El discípulo se quedó en silencio por unos segundos; estaba conteniendo desesperadamente sus ansias por llorar. No quería que su mentora Hiperbórea lo viese sufrir.

—Ojalá hubiera podido salvarles —dijo Vairon, con voz casi ahogada por un suspiro.

—Debes dejar de culparte por lo ocurrido. Ellos no querrían verte vencido. Por eso y por mucho más es totalmente necesario que superes el entrenamiento y empieces a desarrollar tus circuitos espectrales.

—No sé si podré, maestra.

Arika sonrió levemente y puso su mano en el hombro del chico.

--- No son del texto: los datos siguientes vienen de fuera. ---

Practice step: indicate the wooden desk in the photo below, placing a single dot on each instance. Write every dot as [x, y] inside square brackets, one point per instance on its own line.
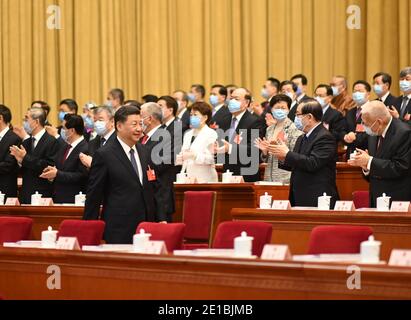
[43, 216]
[293, 227]
[228, 197]
[23, 275]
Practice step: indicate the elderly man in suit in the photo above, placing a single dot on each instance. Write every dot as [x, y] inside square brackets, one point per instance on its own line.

—Claro que podrás. Jamás olvides, Vairon, que tú eres el Hombre Hecho Lobo. Está en tu destino —la maestra hizo una pausa para aclararse la garganta—. Debes saber, mi angustiado estudiante, que los otros centinelas ya han partido de La Paz y vienen para acá.

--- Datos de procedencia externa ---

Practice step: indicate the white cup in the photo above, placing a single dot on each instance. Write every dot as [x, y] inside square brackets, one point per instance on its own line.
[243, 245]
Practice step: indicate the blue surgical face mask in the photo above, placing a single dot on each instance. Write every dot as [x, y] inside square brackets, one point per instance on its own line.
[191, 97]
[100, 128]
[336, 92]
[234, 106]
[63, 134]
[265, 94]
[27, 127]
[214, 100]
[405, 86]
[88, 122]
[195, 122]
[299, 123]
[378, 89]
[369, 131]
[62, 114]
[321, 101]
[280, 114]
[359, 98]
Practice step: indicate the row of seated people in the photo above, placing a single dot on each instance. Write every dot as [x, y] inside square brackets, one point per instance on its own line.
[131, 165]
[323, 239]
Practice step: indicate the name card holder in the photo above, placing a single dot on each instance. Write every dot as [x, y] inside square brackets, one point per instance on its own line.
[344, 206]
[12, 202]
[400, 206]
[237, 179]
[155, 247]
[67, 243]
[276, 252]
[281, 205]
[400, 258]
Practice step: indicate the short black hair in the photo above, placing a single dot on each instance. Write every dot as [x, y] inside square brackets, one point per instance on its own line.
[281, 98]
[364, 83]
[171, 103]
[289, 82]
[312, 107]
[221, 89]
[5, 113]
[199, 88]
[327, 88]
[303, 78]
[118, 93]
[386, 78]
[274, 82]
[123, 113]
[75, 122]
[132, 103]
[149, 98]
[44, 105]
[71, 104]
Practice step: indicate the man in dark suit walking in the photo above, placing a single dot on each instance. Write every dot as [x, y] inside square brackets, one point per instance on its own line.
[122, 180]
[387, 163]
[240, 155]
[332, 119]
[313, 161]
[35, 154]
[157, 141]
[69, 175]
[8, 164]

Las pupilas de Vairon se volvieron muy pequeñas al oír la noticia. Su corazón se aceleró angustiosamente. Giró bruscamente la cabeza para mirar a su mentora y sonrió con emoción.

—¿En serio?

Arika asintió en silencio.

—¿Vienen todos ellos?

Asintió nuevamente la maestra.

—¿Viene... ella?

Arika sonrió por dos segundos y luego volvió a quedar seria.

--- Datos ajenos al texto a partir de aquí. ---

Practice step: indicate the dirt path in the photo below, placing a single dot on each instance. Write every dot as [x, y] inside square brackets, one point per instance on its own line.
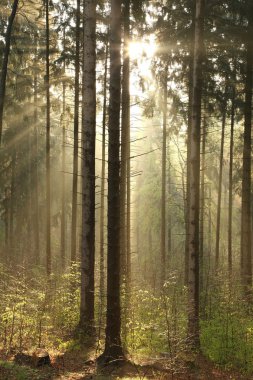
[76, 366]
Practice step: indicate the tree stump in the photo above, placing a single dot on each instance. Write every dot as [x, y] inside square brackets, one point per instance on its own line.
[39, 357]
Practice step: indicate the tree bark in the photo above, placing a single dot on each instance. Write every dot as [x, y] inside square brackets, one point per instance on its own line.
[63, 169]
[113, 345]
[48, 148]
[102, 199]
[246, 260]
[5, 63]
[194, 179]
[35, 170]
[217, 242]
[230, 186]
[76, 129]
[202, 208]
[88, 168]
[163, 194]
[125, 123]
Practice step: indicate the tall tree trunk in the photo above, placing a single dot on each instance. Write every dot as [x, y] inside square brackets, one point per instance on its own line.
[230, 186]
[217, 242]
[48, 161]
[63, 168]
[202, 207]
[163, 195]
[169, 211]
[5, 63]
[13, 200]
[125, 122]
[102, 199]
[35, 169]
[88, 169]
[246, 260]
[190, 96]
[194, 179]
[76, 128]
[113, 345]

—Si estabas esperando una segunda oportunidad, Vairon —dijo—, es posible que se te cumplan tus deseos. Pero jamás olvides que el enemigo usa el poder del deseo para encadenar el Espíritu eterno al alma inmortal. Recuerda siempre quién eres —aconsejó la mentora, incorporándose. Miró al cielo y continuó—: El Hajime de Plata se quedará con quien haya sido destinado a ello, Vairon. Sin importar lo que ocurra de aquí en adelante, jamás olvides que debes cumplir con el Otro Lobo. Actúa con honor, ¿he sido clara?

—Sí, maestra.

—Ahora, ve a la posada, aséate y reúnete con Berkana y Akinos para la siguiente parte del entrenamiento. Aún tienes que fortalecerte mucho y debes trabajar más duro.

Vairon se levantó y fue corriendo a la posada. Sentía que sus fuerzas se habían renovado y estaba ansioso por hacerse fuerte, tan o más fuerte que sus camaradas de entrenamiento: Berkana y Akinos. Vairon quería convertirse en el más poderoso de los Centinelas, quería demostrarles a todos cuánta fuerza tenía su voluntad pero más que todo quería vencer a Lycanon, su Géminis, para ganar el corazón de aquella a quien más amaba en el mundo. El chico ya no era un niño corriente, era un estudiante Hiperbóreo y estaba dispuesto a asumir su responsabilidad.